It is no part of the judiciary’s mandate to pull the executive’s chestnuts out of a fire of its own making. The agitation was the result of the govt’s authoritarian and unilateral style of functioning, it’s egoistic belief that only it knows best, and that its brute majority in Parliament entitles it to give a go-by to all democratic practices of consultation, debate and Parliamentary practices. It made the witches’ soup, it should have been allowed to stew in it. But the Modi govt. has made it a practice to create an untenable situation on the ground, and then to try and extricate itself by using the judiciary through proxy petitions to stifle any opposition or protest. The courts should see through this pernicious strategem of trying to find a judicial solution to what is essentially a socio-political issue, and give it a wide berth.
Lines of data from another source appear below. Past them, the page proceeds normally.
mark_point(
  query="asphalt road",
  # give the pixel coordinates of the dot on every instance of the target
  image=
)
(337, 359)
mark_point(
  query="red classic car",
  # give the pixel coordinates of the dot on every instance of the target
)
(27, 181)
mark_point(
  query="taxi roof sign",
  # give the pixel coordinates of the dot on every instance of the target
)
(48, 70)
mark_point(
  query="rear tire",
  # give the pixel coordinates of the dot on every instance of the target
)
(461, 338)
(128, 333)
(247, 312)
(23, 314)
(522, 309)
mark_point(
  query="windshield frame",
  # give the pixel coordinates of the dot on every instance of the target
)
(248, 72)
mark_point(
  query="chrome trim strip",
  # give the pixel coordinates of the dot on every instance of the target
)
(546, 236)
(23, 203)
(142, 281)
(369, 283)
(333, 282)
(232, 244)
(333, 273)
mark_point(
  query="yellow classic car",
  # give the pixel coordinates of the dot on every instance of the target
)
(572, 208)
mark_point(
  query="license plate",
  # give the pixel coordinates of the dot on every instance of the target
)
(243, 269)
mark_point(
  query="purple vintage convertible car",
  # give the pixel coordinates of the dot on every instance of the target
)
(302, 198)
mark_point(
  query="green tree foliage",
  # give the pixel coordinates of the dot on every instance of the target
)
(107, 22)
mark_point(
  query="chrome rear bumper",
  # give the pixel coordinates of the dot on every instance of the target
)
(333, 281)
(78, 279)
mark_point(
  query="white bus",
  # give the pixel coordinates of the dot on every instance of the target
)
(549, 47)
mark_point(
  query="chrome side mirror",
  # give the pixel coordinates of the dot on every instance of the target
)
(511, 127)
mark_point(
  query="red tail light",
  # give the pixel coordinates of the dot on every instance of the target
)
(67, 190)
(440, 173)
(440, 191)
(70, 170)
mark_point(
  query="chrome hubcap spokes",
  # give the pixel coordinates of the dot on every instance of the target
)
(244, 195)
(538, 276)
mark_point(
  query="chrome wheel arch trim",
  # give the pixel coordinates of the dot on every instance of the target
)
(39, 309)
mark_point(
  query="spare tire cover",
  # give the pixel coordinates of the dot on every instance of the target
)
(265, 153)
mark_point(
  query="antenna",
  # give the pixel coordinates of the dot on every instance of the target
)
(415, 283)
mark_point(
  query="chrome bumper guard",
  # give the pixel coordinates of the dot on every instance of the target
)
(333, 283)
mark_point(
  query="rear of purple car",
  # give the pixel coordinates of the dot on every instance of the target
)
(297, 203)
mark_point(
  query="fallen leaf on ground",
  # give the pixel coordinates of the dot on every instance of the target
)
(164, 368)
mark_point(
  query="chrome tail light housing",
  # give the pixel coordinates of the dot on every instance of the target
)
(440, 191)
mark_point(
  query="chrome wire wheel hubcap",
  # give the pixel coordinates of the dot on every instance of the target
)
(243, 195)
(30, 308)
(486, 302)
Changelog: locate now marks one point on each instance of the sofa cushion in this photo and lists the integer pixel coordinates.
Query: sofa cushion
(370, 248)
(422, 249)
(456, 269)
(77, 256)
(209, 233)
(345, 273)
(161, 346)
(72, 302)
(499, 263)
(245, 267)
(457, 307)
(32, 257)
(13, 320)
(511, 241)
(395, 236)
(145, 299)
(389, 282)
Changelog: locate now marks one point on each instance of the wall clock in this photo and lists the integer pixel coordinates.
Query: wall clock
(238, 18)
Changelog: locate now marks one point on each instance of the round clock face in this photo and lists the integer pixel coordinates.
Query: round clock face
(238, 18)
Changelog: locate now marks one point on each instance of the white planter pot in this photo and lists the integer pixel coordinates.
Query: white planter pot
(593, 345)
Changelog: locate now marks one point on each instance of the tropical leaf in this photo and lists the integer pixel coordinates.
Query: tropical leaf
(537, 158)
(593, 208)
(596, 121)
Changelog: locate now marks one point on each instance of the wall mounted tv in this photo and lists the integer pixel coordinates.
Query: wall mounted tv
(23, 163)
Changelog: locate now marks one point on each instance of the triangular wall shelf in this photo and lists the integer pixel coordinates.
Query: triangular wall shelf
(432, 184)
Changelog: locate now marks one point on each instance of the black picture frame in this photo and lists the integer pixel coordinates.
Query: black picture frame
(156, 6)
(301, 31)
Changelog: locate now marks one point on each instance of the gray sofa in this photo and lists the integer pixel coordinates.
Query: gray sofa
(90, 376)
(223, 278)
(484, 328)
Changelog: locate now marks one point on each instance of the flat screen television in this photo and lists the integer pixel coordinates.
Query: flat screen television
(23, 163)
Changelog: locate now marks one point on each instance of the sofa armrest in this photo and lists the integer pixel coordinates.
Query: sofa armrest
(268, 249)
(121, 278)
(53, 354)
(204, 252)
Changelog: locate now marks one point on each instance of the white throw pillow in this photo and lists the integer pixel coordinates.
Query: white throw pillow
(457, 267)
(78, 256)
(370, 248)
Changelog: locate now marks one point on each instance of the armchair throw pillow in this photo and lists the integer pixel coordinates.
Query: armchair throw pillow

The third lesson to be drawn from all this is the eternal truth: the difference between what is legal and what is legitimate: the two are not always synonymous. Hard as it may be for members of the judiciary to acknowledge this, the fact is that in a democracy the sovereign power vests, not in a Parliament, not in a powerful Prime Minister, not even in a Supreme Court, but in the people. A law may be legal but it will lack legitimacy if it is not acceptable to the people. We will perhaps never know if the three farm laws were legal or not because the challenges to them shall abate now with their repeal, but their utter lack of legitimacy has now been confirmed with Mr. Modi’s admission that his “tapasya” has failed. The courts can only determine legality, not legitimacy. Which is why they should not get involved in determining the legitimacy of protests, or whether a hundred protesters or two hundred should be allowed at Jantar Mantar, or whether blocking a road amounts to holding a city hostage. Those are not legal issues; even if they are they may raise a question of conflicting rights. These are matters for the executive to address and resolve, and if it cannot do so then it has no right to govern. If the judiciary too gets enmeshed in them it faces the risk of getting dragged down with the executive when the people have spoken.

No truer word was spoken than when the Chief Justice of India recently observed that the government should not have an adversarial attitude to human rights. Equally, however, the judiciary should not have an adversarial relationship with the citizens. Just as it itself judges the legality of a law, it should allow the people to determine its legitimacy. And in a country where the Parliament and all other checks on the govt. have collapsed, protests are the only avenue for the citizens to rule on that. This should be recognized and respected.